Hi,
I have a slow query that I could really do with some help optimising please.
It involves two tables:
CREATE TABLE IF NOT EXISTS data ( id bigint(cool: NOT NULL auto_increment, brand_id bigint(cool: NOT NULL default ‘0’, pub_date date NOT NULL default ‘0000-00-00’, concept_id bigint(cool: NOT NULL default ‘0’,
PRIMARY KEY (id),
KEY brand_id (brand_id),
KEY pub_date_2 (pub_date),
KEY brand_id_2 (brand_id,pub_date)
) ENGINE=InnoDB DEFAULT CHARSET=utf8 AUTO_INCREMENT=8579258 ;
CREATE TABLE IF NOT EXISTS concept ( id bigint(cool: NOT NULL default ‘0’, concept varchar(255) NOT NULL default ‘’,
KEY concept (concept),
KEY id (id)
) ENGINE=InnoDB DEFAULT CHARSET=latin1;
Select c.concept,count(concept) concept1 from concept c,data d where d.pub_date >=‘2008-12-01’ AND d.pub_date <= ‘2008-12-31’ and d.brand_id =32 and d.id = c.id GROUP BY concept ORDER BY concept1 DESC
So what we are trying to do is find the most frequently occuring concepts from the concept table, for the rows selected in the data table then order and group them.
The concept table can have many different rows where the ID links back to a single row in the data tables ID.
So if there is 30000 rows in the data table it could link to 300,000 rows in the concept table.
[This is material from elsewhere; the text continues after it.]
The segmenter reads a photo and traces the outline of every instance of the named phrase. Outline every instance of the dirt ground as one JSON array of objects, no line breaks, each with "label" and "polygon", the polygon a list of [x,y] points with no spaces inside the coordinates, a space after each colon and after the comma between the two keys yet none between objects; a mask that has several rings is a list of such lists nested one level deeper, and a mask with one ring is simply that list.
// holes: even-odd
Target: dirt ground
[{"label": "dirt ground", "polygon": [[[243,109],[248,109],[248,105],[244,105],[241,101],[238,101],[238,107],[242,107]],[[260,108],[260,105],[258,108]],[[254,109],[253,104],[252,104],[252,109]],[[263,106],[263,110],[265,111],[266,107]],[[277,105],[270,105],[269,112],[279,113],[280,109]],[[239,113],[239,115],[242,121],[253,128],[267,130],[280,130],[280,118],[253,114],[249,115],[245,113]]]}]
It appears to the group by/order by that is slowing things down.
These tables are going to continue to grow so I need to find a more scalable option to this.
Any advice or query/schema changes to speed this up and help the application scale would be great.
First thing: KEY brand_id_2 (brand_id,pub_date), so where should be:
[B]Quote:[/B]
where d.brand_id = 32 and (d.pub_date >=‘2008-12-01’ AND d.pub_date <= ‘2008-12-31’)
I could be wrong, so You could check it with explain
[B]Quote:[/B]
explain Select c.concept,count(concept) concept1 from concept c,data d where d.pub_date >=‘2008-12-01’ AND d.pub_date <= ‘2008-12-31’ and d.brand_id =32 and d.id = c.id GROUP BY concept ORDER BY concept1 DESC
explain Select c.concept,count(concept) concept1 from concept c,data d where d.brand_id =32 and d.pub_date >=‘2008-12-01’ AND d.pub_date <= ‘2008-12-31’ and d.id = c.id GROUP BY concept ORDER BY concept1 DESC
(please, post both results)
edit:
You could add table “counter” with columns: year, month, concept and couter.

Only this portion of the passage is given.